La nuova previsione normativa- si è chiarito- impone, oggi al giudice della
cautela, sia esso il giudice dell’ordinanza genetica che quello del riesame se
investito della relativa questione, di motivare in maniera specifica in ordine alle
ragioni per le quali risultino inadeguate le altre misure coercitive e interdittive
“anche se applicate cumulativamente”.
Va, poi, evidenziato che la legge 16 aprile 2015 n. 47 ha previsto, inoltre,
nel nuovo comma 3 bis dell’art. 275 cod. proc. pen che: “Nel disporre la custodia
cautelare in carcere il giudice deve indicare le specifiche ragioni per cui ritiene
inidonea, nel caso concreto, la misura degli arresti domiciliari con le procedure di
controllo di cui all’art. 275-bis, comma 1″.

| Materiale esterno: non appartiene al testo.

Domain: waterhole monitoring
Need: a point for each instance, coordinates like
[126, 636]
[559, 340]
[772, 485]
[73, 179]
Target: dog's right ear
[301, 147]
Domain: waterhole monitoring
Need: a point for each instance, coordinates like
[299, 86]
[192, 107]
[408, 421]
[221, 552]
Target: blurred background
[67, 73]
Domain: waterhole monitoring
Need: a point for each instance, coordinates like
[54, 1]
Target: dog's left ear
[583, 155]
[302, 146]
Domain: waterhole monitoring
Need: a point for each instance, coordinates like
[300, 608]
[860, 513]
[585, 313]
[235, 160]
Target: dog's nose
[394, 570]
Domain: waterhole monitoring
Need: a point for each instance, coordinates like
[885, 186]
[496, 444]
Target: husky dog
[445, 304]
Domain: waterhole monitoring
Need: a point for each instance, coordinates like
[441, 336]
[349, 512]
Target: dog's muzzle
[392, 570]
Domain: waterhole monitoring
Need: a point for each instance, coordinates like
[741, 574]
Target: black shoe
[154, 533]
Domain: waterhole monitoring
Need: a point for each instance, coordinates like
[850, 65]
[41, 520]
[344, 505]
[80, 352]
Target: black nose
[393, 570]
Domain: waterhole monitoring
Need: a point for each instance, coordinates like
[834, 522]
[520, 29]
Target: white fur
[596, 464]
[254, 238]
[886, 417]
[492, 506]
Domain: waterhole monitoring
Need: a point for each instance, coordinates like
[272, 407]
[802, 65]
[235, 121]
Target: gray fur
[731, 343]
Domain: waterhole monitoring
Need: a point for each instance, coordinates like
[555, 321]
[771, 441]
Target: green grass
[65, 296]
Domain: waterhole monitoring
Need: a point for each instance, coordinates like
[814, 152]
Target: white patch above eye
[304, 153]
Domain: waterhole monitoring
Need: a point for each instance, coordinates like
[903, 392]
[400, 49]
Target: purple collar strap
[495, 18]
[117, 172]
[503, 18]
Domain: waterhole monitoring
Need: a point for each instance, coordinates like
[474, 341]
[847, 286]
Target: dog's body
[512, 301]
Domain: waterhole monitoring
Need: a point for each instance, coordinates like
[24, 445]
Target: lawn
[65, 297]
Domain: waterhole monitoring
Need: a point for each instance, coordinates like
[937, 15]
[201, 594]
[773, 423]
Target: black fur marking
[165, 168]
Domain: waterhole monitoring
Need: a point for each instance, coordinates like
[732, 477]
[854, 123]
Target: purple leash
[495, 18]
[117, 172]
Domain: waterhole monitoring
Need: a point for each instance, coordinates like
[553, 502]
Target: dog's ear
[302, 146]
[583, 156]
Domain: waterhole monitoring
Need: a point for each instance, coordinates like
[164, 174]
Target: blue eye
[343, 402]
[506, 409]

Il legislatore, quindi, ha introdotto un ulteriore specifico onere motivazionale
a carico del giudice che dispone la cautela inframuraria: l’intento della novella è,
pertanto, quello di riaffermare la funzione di extrema ratio della custodia in
carcere, sancendo espressamente un obbligo motivazionale ulteriore per il
giudice della cautela che deve spiegare perché non possa applicare la misura
degli arresti domiciliari con le procedure di controllo di cui all’art. 275-bis,
comma 1″ in luogo di quella carceraria.
3. Nella specie, il Tribunale, nell’applicare la custodia cautelare in carcere,
non ha adeguatamente motivato in relazione agli elementi sulla cui base le altre
misure coercitive ed interdittive “anche se applicate congiuntamente” sarebbero
inidonee a fronteggiare l’esigenza cautelare ritenuta sussistente né in ordine alla
inidoneità della misura degli arresti domiciliari con le procedure di controllo: sul
punto, l’ordinanza si limita ad affermare, con motivazione apparente,
l’inadeguatezza di ogni altra misura richiamando, in maniera generica e senza
illustrare sul punto elementi di specifica valenza negativa, “la dimostrata
incapacità di T. di una spontanea osservanza delle norme e prescrizioni”.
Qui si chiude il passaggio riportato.